After SA first went national in June of 1981, another member and I spent a month visiting groups trying to get started around the country. (What a marvelous time we had! And we both got unlimited air mileage for $398, another of those small “coincidences” that we have been party to since we launched out on “a wing and a prayer.”)
In one city we visited a group of men who were using the 12-Step program for their sexual problems who got going about the same time SA began, though independently. (Humbling thought. God seems to be telling us it’s not going to be personalities before principles!) This group was made up of psychologically oriented professionals. We happened on one of their First Step Inventory meetings; we’d never heard of such a thing. We saw problems with the way it was done but wondered if it could be of benefit to SA. I personally had reservations, but under prodding from my friend agreed we should try it. We were still very young and weren’t having much success at seeing people get and stay sexually sober. “Is there any way we can accelerate this thing,” I kept asking myself and others, even then. Progress in SA is SLOW.
In the ESSAY newsletter of November 1981 I introduced the First Step Inventory and asked for feedback on it. Since then, we’ve seen a few groups use it. As it turns out, groups using it have been changing their use of it over time, and this process of change still seems to be going on.
Recently, in the May 20th 1984 newsletter, I again asked for feedback on the First Step Inventory. I had been getting various signals that there had been problems. Based on the lack of response to that newsletter and some of the negative inputs I’d been getting, I decided to let the First Step Inventory be optional and announced this in the 20 August 1984 newsletter. Three pages in the SA booklet were changed, but the format was left in the Meeting Guide. The suggestion made after the fact to retain those three pages in an appendix would probably have been more appropriate at this time than straight deletion. Whatever… This has opened the Great Debate, which you are all invited to enter.
- All entries must be submitted in writing and postmarked no later than midnight, January 1, 2001. Decision of the judges will not be final.
Seriously—just a little levity to wake up the troops—please submit your inputs in writing so they can be studied and made available to others.
My reasons for making it optional can best be summed up in some typical questions that are being asked and perhaps should be answered in the on-going debate:
- Is it really working?
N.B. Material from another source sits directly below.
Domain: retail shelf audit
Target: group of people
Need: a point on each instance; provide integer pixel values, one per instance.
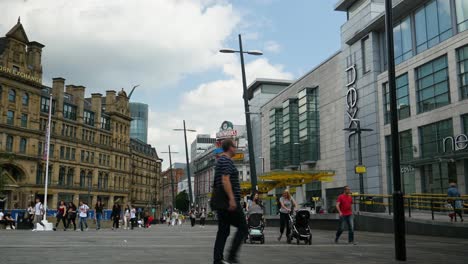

Are people getting sexually sober faster and staying sober better with the First Step Inventory? Has everyone with negative responses to it spoken up? Has everyone with positive responses to it spoken up?
- Is there proven reason for departing from time-tested AA practice? “Why not stick with Steps Four and Five as AA does and let our sexual story come out when it wants to or has to?” Are we, by adding a First Step Inventory, trying to fix something that already works?
- Should we introduce the group therapy principle of modern psychology (the group feedback portion of the Inventory) into the natural spiritual process of the 12-Step program? Is this letting professionalism in the door? (This is the only aspect of our program that has such a tilt.)
- Should we try to set the pace of recovery for another? Is it saying too much too soon?
- Does it focus too much on what we did, leaving the false impression that such an exercise is part of a “cure”?